In between all of this, Mr. Nayar also had a stint as a High Commissioner in London and a Rajya Sabha MP. He writes of his attempts to flirt with the attractive Shabana Azmi. His experiences there suggest that he is disappointed by the level to which politicians have fallen over time. He cites the example of how he was approached regarding the MPLAD (MP Local Area Development) fund he had – and how it was suggested to him that he could withdraw the Rs. 50 lakhs just by writing a letter in the name of a bridge or a road, which could have later just washed away in rain.
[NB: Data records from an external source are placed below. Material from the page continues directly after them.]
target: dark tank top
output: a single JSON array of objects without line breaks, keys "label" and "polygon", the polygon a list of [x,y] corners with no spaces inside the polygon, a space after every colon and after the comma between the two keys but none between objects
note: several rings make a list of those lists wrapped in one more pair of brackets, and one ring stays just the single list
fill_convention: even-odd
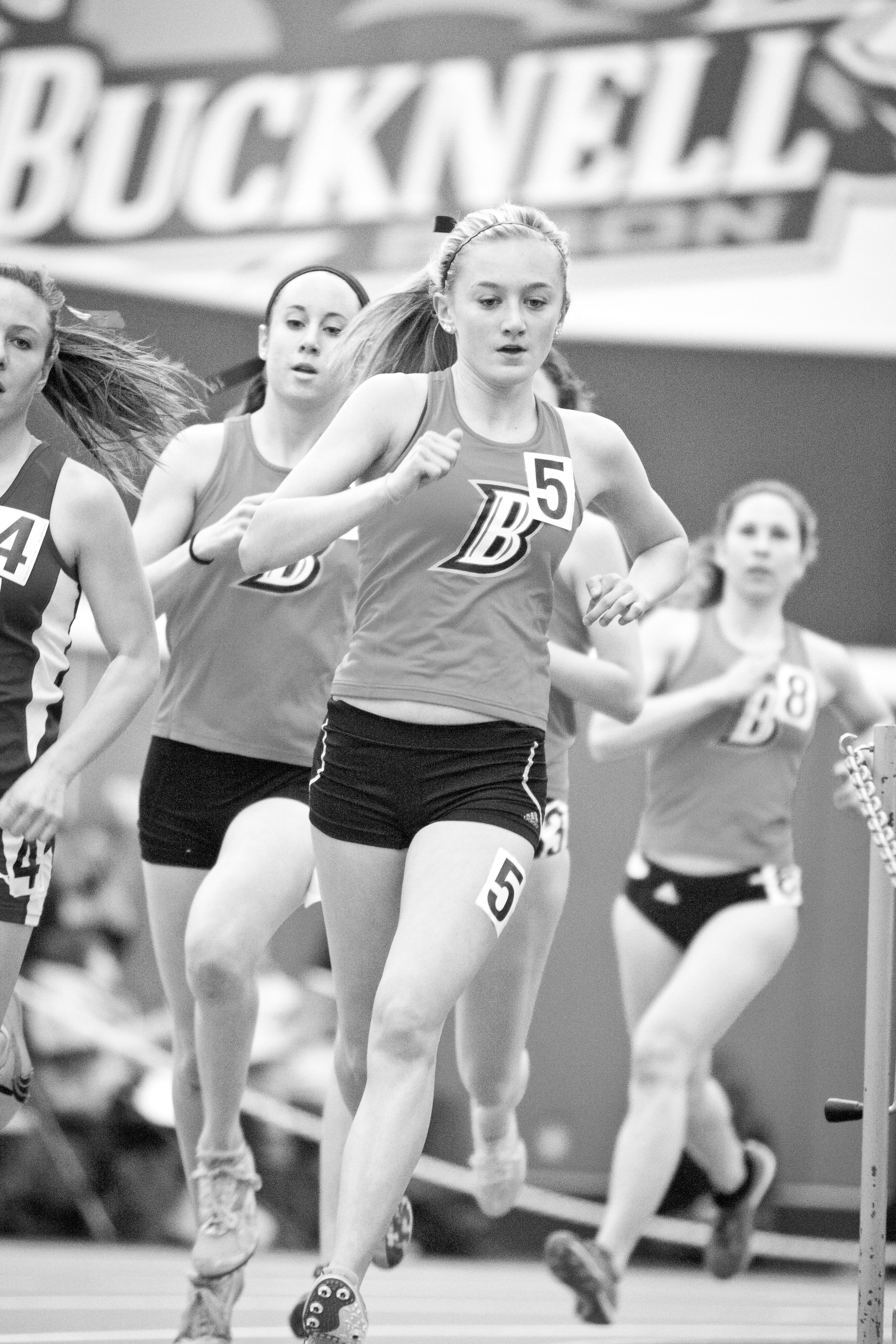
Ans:
[{"label": "dark tank top", "polygon": [[[590,653],[591,640],[582,621],[575,589],[563,579],[553,582],[553,612],[548,638],[576,653]],[[570,798],[570,747],[576,735],[575,700],[551,687],[548,728],[544,735],[544,759],[548,767],[548,798]]]},{"label": "dark tank top", "polygon": [[0,794],[59,735],[81,585],[50,532],[66,454],[39,444],[0,499]]},{"label": "dark tank top", "polygon": [[[193,532],[247,495],[275,491],[287,474],[255,448],[249,415],[224,421]],[[357,544],[348,539],[249,577],[235,547],[211,564],[191,564],[168,606],[171,663],[156,737],[309,766],[348,644],[356,578]]]},{"label": "dark tank top", "polygon": [[429,375],[412,442],[459,427],[458,460],[360,524],[355,633],[333,695],[545,727],[553,574],[582,504],[560,417],[537,398],[536,411],[525,444],[494,442],[461,419],[451,370]]},{"label": "dark tank top", "polygon": [[[742,657],[709,607],[700,612],[690,656],[662,691],[699,685]],[[787,624],[774,680],[650,747],[638,849],[660,863],[693,853],[735,870],[793,863],[793,796],[817,714],[806,646],[798,626]]]}]

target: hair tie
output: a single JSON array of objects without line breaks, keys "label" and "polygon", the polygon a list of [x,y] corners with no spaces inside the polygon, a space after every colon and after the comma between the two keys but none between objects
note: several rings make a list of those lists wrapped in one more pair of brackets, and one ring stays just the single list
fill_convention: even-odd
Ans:
[{"label": "hair tie", "polygon": [[114,308],[90,312],[89,309],[73,308],[71,304],[66,304],[66,312],[83,327],[105,327],[106,331],[121,331],[125,325],[125,319]]}]

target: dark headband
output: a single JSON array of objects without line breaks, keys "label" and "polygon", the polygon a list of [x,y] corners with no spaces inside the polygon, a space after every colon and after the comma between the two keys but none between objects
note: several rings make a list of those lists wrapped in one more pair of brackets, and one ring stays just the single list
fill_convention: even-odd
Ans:
[{"label": "dark headband", "polygon": [[274,312],[274,304],[277,302],[277,296],[279,294],[281,289],[285,289],[285,286],[289,285],[290,281],[297,280],[300,276],[309,276],[313,274],[316,270],[325,270],[329,276],[339,276],[339,278],[344,280],[348,288],[355,292],[361,308],[367,308],[367,305],[371,301],[371,296],[367,293],[360,280],[357,280],[355,276],[349,276],[347,270],[339,270],[336,266],[300,266],[298,270],[293,270],[289,273],[289,276],[283,276],[279,285],[275,286],[273,294],[267,300],[267,308],[265,309],[266,327],[270,325],[270,316]]},{"label": "dark headband", "polygon": [[[298,270],[293,270],[289,276],[283,276],[279,284],[275,286],[273,294],[267,300],[267,308],[265,309],[265,327],[270,327],[271,313],[274,312],[274,304],[277,302],[277,296],[281,289],[289,285],[290,281],[296,280],[298,276],[309,276],[316,270],[325,270],[329,276],[337,276],[344,280],[345,284],[357,296],[361,308],[367,308],[371,301],[371,296],[367,293],[360,280],[351,276],[347,270],[339,270],[336,266],[301,266]],[[215,392],[224,391],[226,387],[239,387],[240,383],[247,383],[250,378],[255,378],[265,368],[265,360],[255,356],[254,359],[243,359],[239,364],[231,364],[228,368],[223,368],[214,378],[207,379],[208,395],[214,396]]]}]

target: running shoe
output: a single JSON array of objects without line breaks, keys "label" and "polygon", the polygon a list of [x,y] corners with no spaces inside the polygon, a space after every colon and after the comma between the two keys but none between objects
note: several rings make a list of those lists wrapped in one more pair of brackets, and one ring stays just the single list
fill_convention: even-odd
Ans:
[{"label": "running shoe", "polygon": [[603,1246],[580,1242],[572,1232],[551,1232],[544,1243],[544,1258],[553,1277],[575,1293],[575,1309],[583,1321],[613,1324],[619,1275]]},{"label": "running shoe", "polygon": [[232,1274],[258,1246],[255,1191],[261,1180],[246,1144],[232,1153],[197,1153],[199,1232],[191,1253],[203,1278]]},{"label": "running shoe", "polygon": [[377,1269],[395,1269],[404,1259],[411,1235],[414,1232],[414,1210],[407,1195],[402,1195],[398,1208],[392,1214],[386,1234],[379,1247],[373,1253],[373,1265]]},{"label": "running shoe", "polygon": [[489,1218],[502,1218],[513,1208],[520,1187],[525,1180],[527,1152],[516,1128],[516,1111],[510,1111],[510,1122],[501,1138],[485,1140],[473,1122],[473,1193],[476,1202]]},{"label": "running shoe", "polygon": [[733,1278],[750,1263],[750,1236],[756,1210],[775,1179],[778,1159],[756,1138],[744,1144],[747,1175],[733,1195],[715,1195],[719,1208],[704,1251],[704,1265],[716,1278]]},{"label": "running shoe", "polygon": [[28,1099],[34,1068],[21,1025],[21,1004],[13,989],[7,1015],[0,1025],[0,1129]]},{"label": "running shoe", "polygon": [[322,1269],[310,1292],[293,1308],[289,1325],[300,1340],[363,1344],[367,1337],[367,1308],[357,1278],[332,1266]]},{"label": "running shoe", "polygon": [[218,1278],[189,1277],[187,1310],[175,1336],[179,1340],[206,1340],[206,1344],[230,1344],[230,1317],[243,1290],[243,1271]]}]

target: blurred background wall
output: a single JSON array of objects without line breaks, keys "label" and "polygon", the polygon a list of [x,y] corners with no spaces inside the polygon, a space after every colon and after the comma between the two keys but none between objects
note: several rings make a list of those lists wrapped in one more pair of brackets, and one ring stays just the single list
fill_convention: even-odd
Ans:
[{"label": "blurred background wall", "polygon": [[[564,349],[688,531],[746,478],[793,481],[822,550],[791,618],[879,648],[896,645],[895,146],[893,0],[0,0],[4,259],[208,375],[254,352],[294,266],[380,293],[424,263],[434,214],[543,206],[572,239]],[[35,431],[56,433],[46,415]],[[78,659],[70,707],[98,672],[89,642]],[[86,771],[75,816],[136,781],[149,722]],[[799,945],[720,1050],[794,1207],[849,1207],[858,1180],[858,1134],[821,1111],[857,1094],[862,1030],[866,840],[830,805],[836,737],[822,716],[799,789]],[[576,747],[523,1120],[533,1165],[582,1191],[602,1189],[625,1107],[609,907],[641,788],[638,762],[598,770]],[[298,969],[318,945],[300,915],[278,956]],[[457,1122],[434,1142],[465,1160],[450,1046]]]}]

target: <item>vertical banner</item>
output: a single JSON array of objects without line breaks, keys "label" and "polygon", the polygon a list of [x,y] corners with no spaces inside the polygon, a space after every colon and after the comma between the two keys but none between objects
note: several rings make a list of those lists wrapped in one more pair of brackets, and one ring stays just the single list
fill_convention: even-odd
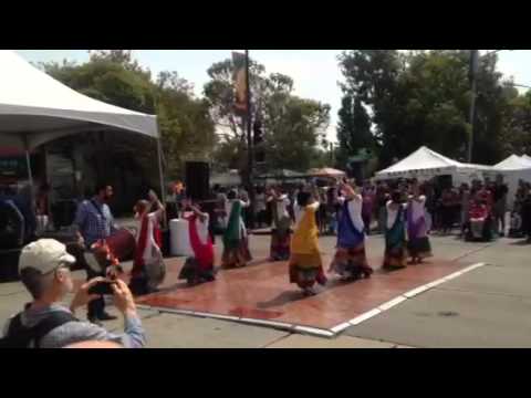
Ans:
[{"label": "vertical banner", "polygon": [[235,70],[232,81],[235,83],[235,108],[238,113],[247,114],[247,70],[246,54],[232,52]]}]

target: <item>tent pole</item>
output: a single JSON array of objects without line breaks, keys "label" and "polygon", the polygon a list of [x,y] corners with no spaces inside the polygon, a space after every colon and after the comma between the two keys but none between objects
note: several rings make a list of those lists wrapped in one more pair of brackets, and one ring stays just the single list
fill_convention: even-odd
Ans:
[{"label": "tent pole", "polygon": [[160,198],[163,199],[163,203],[166,202],[166,190],[164,189],[164,171],[163,171],[163,148],[160,143],[160,128],[158,127],[158,118],[157,118],[157,158],[158,158],[158,176],[160,178]]},{"label": "tent pole", "polygon": [[24,134],[25,167],[28,167],[28,179],[30,181],[31,191],[33,192],[33,175],[31,174],[30,146],[28,144],[28,134]]}]

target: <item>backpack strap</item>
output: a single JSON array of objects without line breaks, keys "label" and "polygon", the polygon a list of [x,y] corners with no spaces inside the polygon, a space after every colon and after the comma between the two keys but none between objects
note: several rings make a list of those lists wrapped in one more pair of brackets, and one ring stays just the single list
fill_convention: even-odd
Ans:
[{"label": "backpack strap", "polygon": [[13,348],[28,347],[31,342],[34,343],[35,348],[39,348],[41,339],[51,331],[69,322],[79,322],[73,314],[65,311],[51,313],[33,327],[22,325],[21,317],[22,313],[19,313],[11,320],[6,337],[12,342]]},{"label": "backpack strap", "polygon": [[39,322],[34,326],[33,341],[35,343],[35,348],[40,348],[41,339],[54,328],[64,325],[69,322],[79,322],[79,320],[70,312],[66,311],[56,311],[46,316],[44,320]]}]

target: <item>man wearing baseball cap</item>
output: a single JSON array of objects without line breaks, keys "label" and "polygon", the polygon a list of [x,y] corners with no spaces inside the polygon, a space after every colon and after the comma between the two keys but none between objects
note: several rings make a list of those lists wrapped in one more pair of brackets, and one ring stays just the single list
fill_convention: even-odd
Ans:
[{"label": "man wearing baseball cap", "polygon": [[70,307],[61,304],[65,295],[74,290],[70,272],[74,262],[75,258],[66,252],[66,247],[53,239],[41,239],[22,249],[19,273],[33,301],[27,304],[24,311],[8,321],[0,347],[60,348],[87,341],[113,342],[128,348],[145,345],[145,333],[133,295],[121,280],[113,281],[112,290],[114,304],[124,315],[123,334],[110,333],[74,316],[79,307],[100,297],[91,294],[88,290],[104,282],[103,277],[83,284]]}]

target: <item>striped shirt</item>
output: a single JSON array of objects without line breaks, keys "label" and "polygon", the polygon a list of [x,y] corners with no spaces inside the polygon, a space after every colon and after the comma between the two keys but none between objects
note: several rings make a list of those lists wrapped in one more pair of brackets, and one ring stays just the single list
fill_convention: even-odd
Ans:
[{"label": "striped shirt", "polygon": [[80,205],[74,226],[77,227],[88,248],[98,239],[110,237],[116,229],[111,209],[106,203],[101,203],[97,198],[84,200]]}]

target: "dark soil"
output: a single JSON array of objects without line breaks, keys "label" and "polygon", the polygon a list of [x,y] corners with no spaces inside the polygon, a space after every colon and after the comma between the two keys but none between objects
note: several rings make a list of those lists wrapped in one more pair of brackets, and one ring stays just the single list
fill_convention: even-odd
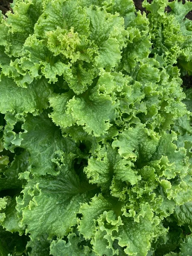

I would highly recommend this book for those who are interested in history and politics and journalism of India and covers the last seven decades. Mr. Nayar is honest and to the point in assessing politicians, countries and political parties. Though I don’t agree with few points he mentioned (like when during the 2001 parliament attack opposition members congratulated the Speaker and bonhomie was apparent after no one was harmed – except the killed security personnel. Just because two parties are in opposition doesn’t mean that they are baying for each other’s blood!). His analysis is forthcoming and lays the facts bare. I found his views more direct and open than those of Shashi Tharoor in Pax Indica and even Sarvepalli Gopal in the three volume biography of Nehru. I felt Shashi Tharoor was justifying every action which the Congress has taken (one example is the stalling of the water sharing agreement by Mamata Banerjee. Shashi Tharoor just mentioned how regional politics affected foreign policy negatively, but Mr. Nayar gave a background on how the communist threat forced Mamata to take that decision). He also criticizes others like RN Goenka, Arun Shourie, Shekhar Gupta and N Ram – all of them big names in the field of journalism. The press and judiciary are not spared as well – especially with regards to their role during Emergency. He exposes Kamal Nath, Pranab Mukherjee, Mulayam Singh Yadav and Sanjay Gandhi as well. Three sections which make this book worthwhile all the more were: his interview with AQ Khan, Pakistan’s nuclear scientist; the Emergency; and the partition and subsequent pangs of the birth of freedom.

Towards the end there are three annexures named Indian Media, Human Rights and the Environment and Indo-Pak Relations which reflect his views.